Currently ranked No. 1 in the MWC in yards allowed per game, the focal point of the dark side defense is the line-backing core, which consists of four seniors that have played together since they were freshmen. Meyer said that Aztec linebackers Matt McCoy and Kirk Morrison are “two of the best linebackers in the conference,” and they have the stats to prove it.

Morrison was recently named as a Butkus Award semifinalist, which puts him among the top 12 linebackers in the conference. Morrison has had 10 or more tackles in five straight games, and he leads the MWC with 72 tackles on the season. He was also the MWC Defensive Player of the Year last season.

McCoy, who has recorded 61 tackles and 3 sacks so far this season, was named MWC defensive player of the week for an 18-tackle performance two weeks ago against Colorado State, a performance that also earned him the Bronco Nagurski Defensive Player of the Week award.

Linebackers anchor the Aztecs, but the defensive unit is solid all-around.
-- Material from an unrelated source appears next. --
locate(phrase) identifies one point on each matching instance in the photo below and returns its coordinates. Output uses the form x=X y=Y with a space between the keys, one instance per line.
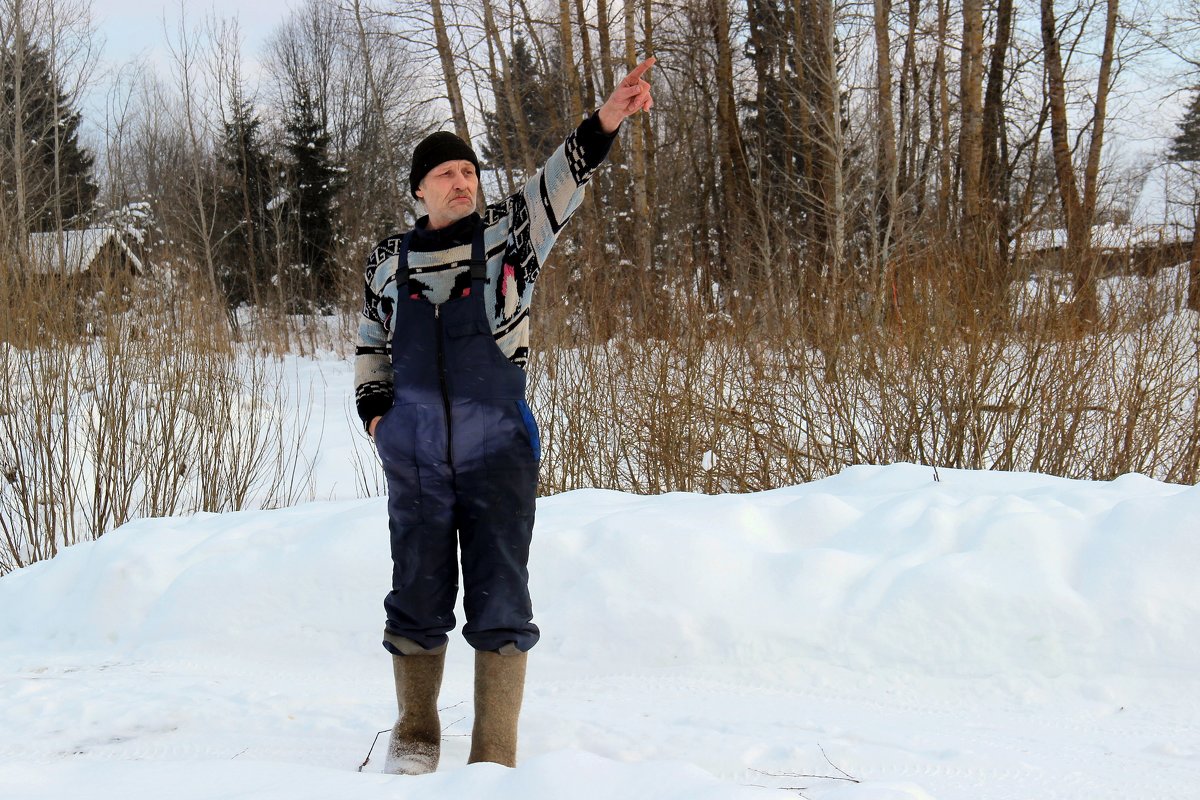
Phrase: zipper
x=442 y=380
Senior defensive lineman Blake Lobell is second in the conference in sacks with five, and the Aztec secondary is loaded, touting five of the top ten in the MWC’s “passes defended” category.

Although the Aztecs have had trouble with meaningful offensive production, their defense has remained proud, often being asked to make up for turnovers deep in Aztec territory. On 17 possessions that started on San Diego State’s side of the field, opposing teams have scored just 23 points on two touchdowns and three field goals, an impressive feat by any standard.

With just four games left, Meyer called the final stretch “the hardest four games of the year,” and if the Utes’ dreams of a BCS berth are to remain intact, they will need a resounding defeat on the road of an underperforming team with a top-tier defense.